3 Things I Hope My Absence on Friday (07/04) Said.

I did not protest, but I did not discourage those who felt strongly about it not to.

It seemed petty and at times I doubted my stance. But I feel even more strongly now than before.

Here’s why I didn’t protest:

 I felt that to march would be insulting.

Because the question remains: Where were we? By ‘we’, I mean the middle class, the white, the coloured, the Asian… Where was the support from our nation when lower-income, and yes, black youth were fighting for free education?
Where were we when the former were mourning for the miners shot in Sharpeville-style in post-Apartheid South Africa? Where were we when the youth sought to remove a statue of a man who played a massive, if not lead role, in the legacy of slavery, Apartheid and genocide of African people by establishing the diamond trade (yet the amount is unclear as they were not given the dignity of being counted). Why could we not understand why they would not want a statue praising this man, watching them as a reminder? I could go on.
The question is: did we have the right to decide that given our absence in these cases, it was time for us all to unite?

Even worse, did any of us even feel any sort of sorrow to our fellow South Africans for not being there ?

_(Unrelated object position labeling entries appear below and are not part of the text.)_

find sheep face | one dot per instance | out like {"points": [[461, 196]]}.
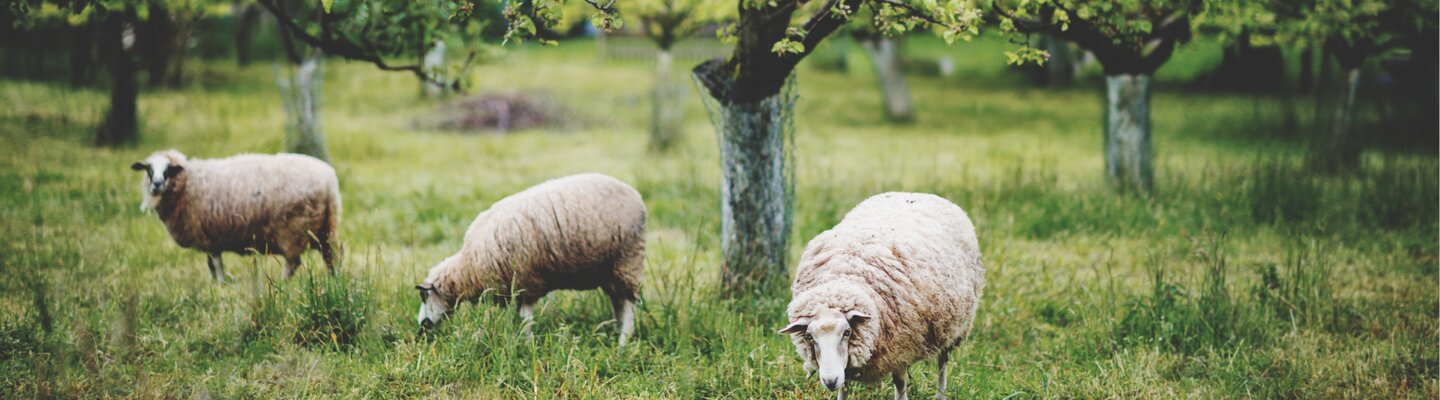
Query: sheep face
{"points": [[159, 176], [434, 307], [830, 333]]}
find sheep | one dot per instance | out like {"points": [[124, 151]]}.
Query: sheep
{"points": [[578, 232], [896, 281], [249, 203]]}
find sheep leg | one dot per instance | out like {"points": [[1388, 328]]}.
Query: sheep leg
{"points": [[527, 315], [291, 262], [900, 387], [216, 268], [624, 308], [942, 363], [327, 252]]}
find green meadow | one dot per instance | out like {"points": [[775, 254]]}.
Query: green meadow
{"points": [[1242, 275]]}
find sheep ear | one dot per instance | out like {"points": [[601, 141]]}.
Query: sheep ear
{"points": [[173, 170], [856, 317], [798, 327]]}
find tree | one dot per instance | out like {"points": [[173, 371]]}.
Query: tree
{"points": [[1131, 41], [884, 56], [667, 23], [114, 22], [370, 32], [755, 115], [1352, 32]]}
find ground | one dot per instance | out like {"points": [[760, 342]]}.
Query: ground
{"points": [[1243, 275]]}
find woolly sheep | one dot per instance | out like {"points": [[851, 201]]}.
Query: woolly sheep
{"points": [[579, 232], [249, 203], [896, 281]]}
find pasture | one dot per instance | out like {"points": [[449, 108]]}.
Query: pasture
{"points": [[1243, 275]]}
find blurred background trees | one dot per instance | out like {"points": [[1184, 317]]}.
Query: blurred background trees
{"points": [[667, 23]]}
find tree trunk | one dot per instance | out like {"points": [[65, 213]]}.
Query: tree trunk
{"points": [[1306, 69], [120, 125], [884, 55], [1128, 131], [755, 192], [1342, 151], [667, 110], [246, 16], [156, 38], [434, 65], [1060, 66], [82, 55], [300, 95]]}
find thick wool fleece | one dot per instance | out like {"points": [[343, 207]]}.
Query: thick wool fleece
{"points": [[275, 205], [576, 232], [909, 261]]}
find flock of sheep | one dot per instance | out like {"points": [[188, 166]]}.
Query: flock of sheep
{"points": [[897, 281]]}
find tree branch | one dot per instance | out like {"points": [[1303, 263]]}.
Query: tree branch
{"points": [[349, 49], [822, 23], [915, 12]]}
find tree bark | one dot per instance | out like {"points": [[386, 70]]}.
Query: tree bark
{"points": [[246, 16], [1128, 131], [753, 193], [1342, 151], [82, 55], [667, 110], [154, 39], [300, 95], [434, 64], [120, 125], [884, 55], [1060, 66], [1306, 69]]}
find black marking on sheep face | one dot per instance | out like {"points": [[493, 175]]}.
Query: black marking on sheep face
{"points": [[434, 307], [159, 173], [830, 334]]}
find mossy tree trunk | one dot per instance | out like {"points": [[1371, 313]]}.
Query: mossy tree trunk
{"points": [[121, 124], [300, 95], [884, 55], [666, 105], [246, 19], [1128, 131], [82, 53], [753, 117]]}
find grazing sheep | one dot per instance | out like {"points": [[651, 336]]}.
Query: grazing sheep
{"points": [[894, 282], [579, 232], [249, 203]]}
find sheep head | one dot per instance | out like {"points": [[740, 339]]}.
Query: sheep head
{"points": [[833, 328], [434, 305], [162, 167]]}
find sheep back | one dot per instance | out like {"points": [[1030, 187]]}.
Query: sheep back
{"points": [[578, 232], [252, 202], [916, 256]]}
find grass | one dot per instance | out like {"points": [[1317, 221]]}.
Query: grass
{"points": [[1242, 276]]}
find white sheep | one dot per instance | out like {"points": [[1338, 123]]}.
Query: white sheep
{"points": [[579, 232], [896, 281], [249, 203]]}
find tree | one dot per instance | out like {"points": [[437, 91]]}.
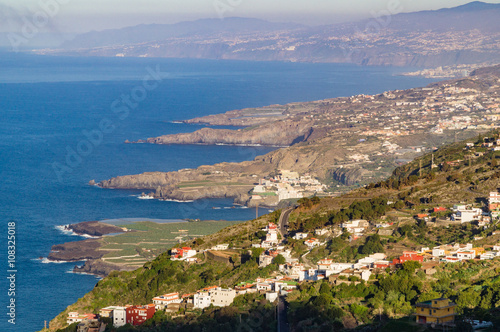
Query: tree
{"points": [[411, 266], [279, 259], [372, 245]]}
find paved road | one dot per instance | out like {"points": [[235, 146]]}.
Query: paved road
{"points": [[282, 318]]}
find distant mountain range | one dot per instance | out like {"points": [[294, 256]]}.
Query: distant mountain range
{"points": [[449, 36]]}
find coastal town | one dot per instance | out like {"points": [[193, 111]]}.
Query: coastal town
{"points": [[341, 143], [296, 270]]}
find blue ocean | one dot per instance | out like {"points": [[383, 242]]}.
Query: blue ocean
{"points": [[48, 106]]}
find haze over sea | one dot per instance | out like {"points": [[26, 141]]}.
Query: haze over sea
{"points": [[46, 103]]}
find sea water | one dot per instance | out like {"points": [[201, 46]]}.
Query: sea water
{"points": [[48, 107]]}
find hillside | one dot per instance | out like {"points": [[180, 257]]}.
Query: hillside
{"points": [[344, 142], [461, 35], [344, 303]]}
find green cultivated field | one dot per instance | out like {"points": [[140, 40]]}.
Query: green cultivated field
{"points": [[148, 239]]}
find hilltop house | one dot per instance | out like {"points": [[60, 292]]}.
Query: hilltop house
{"points": [[183, 253], [494, 204], [311, 243], [76, 317], [356, 227], [138, 314], [217, 296], [162, 301], [466, 213], [300, 236], [438, 311], [119, 316]]}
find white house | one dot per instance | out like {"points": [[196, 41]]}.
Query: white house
{"points": [[223, 246], [321, 231], [311, 243], [365, 275], [437, 252], [466, 213], [201, 300], [466, 254], [265, 260], [221, 297], [162, 301], [271, 297], [300, 236], [119, 316]]}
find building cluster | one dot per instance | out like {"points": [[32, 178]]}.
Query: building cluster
{"points": [[209, 296], [287, 185], [271, 239], [459, 252]]}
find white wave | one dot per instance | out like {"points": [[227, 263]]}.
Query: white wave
{"points": [[84, 273], [177, 201], [65, 230], [145, 197], [45, 260]]}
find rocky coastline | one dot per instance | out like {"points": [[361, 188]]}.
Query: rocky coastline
{"points": [[93, 228], [100, 268], [76, 251], [87, 250]]}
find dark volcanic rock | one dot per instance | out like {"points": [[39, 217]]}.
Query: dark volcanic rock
{"points": [[100, 268], [94, 228], [76, 251]]}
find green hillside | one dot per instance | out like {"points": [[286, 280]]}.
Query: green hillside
{"points": [[454, 174]]}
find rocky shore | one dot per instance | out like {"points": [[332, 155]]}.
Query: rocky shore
{"points": [[278, 133], [76, 251], [93, 228], [100, 268]]}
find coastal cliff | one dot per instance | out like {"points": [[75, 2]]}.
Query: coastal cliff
{"points": [[76, 251], [344, 141], [93, 228], [276, 133], [100, 268]]}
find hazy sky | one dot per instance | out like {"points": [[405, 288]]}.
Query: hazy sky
{"points": [[76, 16]]}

I wanted us to understand.

To understand that even though we believe our cause is just and necessary, that too is how the above-mentioned people felt, and yet we did not join.
When our voices really WOULD have helped. We let them fight alone, and watched- or even worse, belittled and criticized. We gave no empathy and we did not defend them when they were villianized by the media and police to justify violence against them by the latter.
I wanted us to understand what it felt like to be left to fight a cause that affects everyone not just ourselves, mostly by ourselves.
I wanted us to question.

To take time to actually understand and think about the issues of why many would not join, instead of dismiss them as ‘thinking too much’ or ‘pulling the race card’.
I wanted to motivate us to empathize and sympathize

..instead of judging and separating ourselves from a reality that exists for more than not, just because it is not our own.